Straightening up bedroom this evening and found our first dated contract for two days from now. It was dated october 15th but we started a little while before. Can't exactly say when with certainty. Few observations though. Contracts are a nice gesture at first but in general useless, just do what she says. I've went from getting off two to three times a week to maybe twice a month, three if I'm lucky and I don't mind it anymore. Rather starting to enjoy it actually. Piv has went way down and blow jobs are nonexistent, again I don't really mind. I'm in no position to give advice but if I did. It would be don't overwhelm your keyholder with horny man needs, empower her to be in control. It benefits everyone in end. She knows your in chasity don't tell her, and just go with it unless it's a hard boundary.
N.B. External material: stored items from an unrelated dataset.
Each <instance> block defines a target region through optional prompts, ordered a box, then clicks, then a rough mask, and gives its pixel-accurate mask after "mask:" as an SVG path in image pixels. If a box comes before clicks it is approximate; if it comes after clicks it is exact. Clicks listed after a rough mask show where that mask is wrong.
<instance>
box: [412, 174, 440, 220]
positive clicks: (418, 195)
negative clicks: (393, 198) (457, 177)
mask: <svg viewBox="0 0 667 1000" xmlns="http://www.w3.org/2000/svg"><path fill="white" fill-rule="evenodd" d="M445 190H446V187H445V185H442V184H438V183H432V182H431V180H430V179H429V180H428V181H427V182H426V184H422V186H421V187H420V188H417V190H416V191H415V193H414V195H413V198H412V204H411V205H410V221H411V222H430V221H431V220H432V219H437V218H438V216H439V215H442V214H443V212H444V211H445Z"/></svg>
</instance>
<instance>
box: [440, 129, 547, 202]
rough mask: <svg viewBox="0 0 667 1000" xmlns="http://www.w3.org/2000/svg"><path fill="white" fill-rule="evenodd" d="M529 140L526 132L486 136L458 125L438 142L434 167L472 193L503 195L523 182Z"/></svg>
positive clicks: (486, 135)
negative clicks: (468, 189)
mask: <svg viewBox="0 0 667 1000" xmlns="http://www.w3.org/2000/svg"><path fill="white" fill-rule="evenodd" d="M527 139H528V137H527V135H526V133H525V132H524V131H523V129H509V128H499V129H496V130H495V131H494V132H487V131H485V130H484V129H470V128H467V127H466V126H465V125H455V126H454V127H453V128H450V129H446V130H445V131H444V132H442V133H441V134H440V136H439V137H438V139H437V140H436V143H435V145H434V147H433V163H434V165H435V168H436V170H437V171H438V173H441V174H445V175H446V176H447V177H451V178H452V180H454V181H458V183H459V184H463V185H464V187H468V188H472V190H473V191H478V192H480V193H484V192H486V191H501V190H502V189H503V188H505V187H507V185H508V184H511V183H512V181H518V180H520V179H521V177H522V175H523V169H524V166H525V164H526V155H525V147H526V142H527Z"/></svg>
She's stated this is permanent for us now and we're never going back so lastly the old be careful what you wish for.
Congrats, but Oct 15 to Feb 15 is 4 months. Even if it started a bit before, you're math is still off. I'd say contracts are useful for setting the intent and explaining the whys. They are a great way to get on the same page and discuss things before starting. Sure, once things are going forward, they don't carry a lot of weight. Kind of like a lease. Important before you rent the place, but once you move in, you rarely go back and read the lease.
I like that last part of "Be careful what you wish for!" Because I told myself a couple months back that I really wanted chastity-induced blue balls... Well, I got em now after 3 and half weeks without ejaculation (new personal record) and I'm starting to feel like I have a pair of water balloons between my thighs. Not that I'm complaining... I actually like it.
Well done and congrats to your Mistress and you both with many more wonderful days ahead. Thank you for sharing also taking me back to my first time all the feelings coursing through me back in the day when it was new.
Congratulations on your milestone! (Math, schmath) One little question: what is permanent? The cage in your life, or denial of orgasms? (For us, the cage in our lives. We're never going back. And as for denial or orgasms? Well, it's just working out to be permanent, one day at a time, 28 months so far.) Peace!